On this day in 1988, an explosion rips through an oil rig in the North Sea, killing 167 workers. It was the worst offshore oil-rig disaster in history.
The Piper Alpha rig, which was the largest in the North Sea, was owned by Occidental Oil and had approximately 225 workers onboard at the time of the explosion. It was located about 120 miles off the northeast coast of Scotland. On the evening of July 6, a gas leak led to a massive explosion and fire on the rig. A fireball 350 feet high erupted from the platform.
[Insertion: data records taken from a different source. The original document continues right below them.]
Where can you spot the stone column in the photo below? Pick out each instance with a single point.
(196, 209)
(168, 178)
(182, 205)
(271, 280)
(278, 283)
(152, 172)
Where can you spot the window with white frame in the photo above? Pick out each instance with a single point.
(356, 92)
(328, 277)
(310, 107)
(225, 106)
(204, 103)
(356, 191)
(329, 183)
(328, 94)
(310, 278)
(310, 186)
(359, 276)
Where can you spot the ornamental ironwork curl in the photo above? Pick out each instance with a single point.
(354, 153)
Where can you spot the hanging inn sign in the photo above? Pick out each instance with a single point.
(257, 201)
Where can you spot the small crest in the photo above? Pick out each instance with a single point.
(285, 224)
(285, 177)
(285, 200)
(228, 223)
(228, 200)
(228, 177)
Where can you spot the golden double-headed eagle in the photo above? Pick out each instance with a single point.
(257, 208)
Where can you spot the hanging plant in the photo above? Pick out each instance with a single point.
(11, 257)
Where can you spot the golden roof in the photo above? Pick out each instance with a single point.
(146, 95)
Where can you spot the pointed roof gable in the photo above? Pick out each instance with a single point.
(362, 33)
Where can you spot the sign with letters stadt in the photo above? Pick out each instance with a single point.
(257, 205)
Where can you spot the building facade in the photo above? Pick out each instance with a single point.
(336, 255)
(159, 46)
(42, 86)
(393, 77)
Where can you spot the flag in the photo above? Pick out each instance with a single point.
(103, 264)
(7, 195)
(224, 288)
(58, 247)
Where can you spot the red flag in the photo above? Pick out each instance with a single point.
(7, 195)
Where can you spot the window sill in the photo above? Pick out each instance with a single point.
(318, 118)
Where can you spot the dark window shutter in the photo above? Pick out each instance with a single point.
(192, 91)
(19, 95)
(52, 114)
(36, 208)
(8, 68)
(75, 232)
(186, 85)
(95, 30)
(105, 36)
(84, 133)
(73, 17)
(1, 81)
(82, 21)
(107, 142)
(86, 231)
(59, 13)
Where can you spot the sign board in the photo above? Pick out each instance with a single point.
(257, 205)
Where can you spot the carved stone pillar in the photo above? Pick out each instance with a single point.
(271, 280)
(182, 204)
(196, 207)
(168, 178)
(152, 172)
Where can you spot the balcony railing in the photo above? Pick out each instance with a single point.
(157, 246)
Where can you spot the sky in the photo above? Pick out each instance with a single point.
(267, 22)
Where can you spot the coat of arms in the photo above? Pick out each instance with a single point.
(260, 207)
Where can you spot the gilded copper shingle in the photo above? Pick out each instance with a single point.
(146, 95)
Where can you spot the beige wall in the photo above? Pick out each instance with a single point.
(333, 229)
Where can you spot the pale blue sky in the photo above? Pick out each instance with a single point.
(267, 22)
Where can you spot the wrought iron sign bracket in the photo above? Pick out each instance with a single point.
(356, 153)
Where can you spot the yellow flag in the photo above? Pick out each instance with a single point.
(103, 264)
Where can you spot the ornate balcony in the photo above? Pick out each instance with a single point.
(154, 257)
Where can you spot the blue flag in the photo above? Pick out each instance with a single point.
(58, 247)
The fire emitted toxic fumes that overwhelmed and killed many of the workers. Others jumped more than 100 feet to the sea below to escape the flames and fumes, even though they knew that the fall would most likely be fatal. A couple of workers managed to survive the jump; others somehow avoided death by sliding down pipes into the treacherous waters below, where burning oil was floating on the cold sea. They were then rescued by helicopters and nearby boats.
Oil drilling in the North Sea began in the 1970s and has had a mixed safety record. This disaster was by far the largest single incident; most other deaths on the 120 rigs in the sea have been due to bad weather.
A 1990 inquiry into the disaster was critical of the safety procedures on the Occidental rig before the disaster, but did not identify the direct cause of the explosion itself. A civil action was resolved in 1997 with a finding that two deceased workers were negligent, but that decision has not been generally accepted.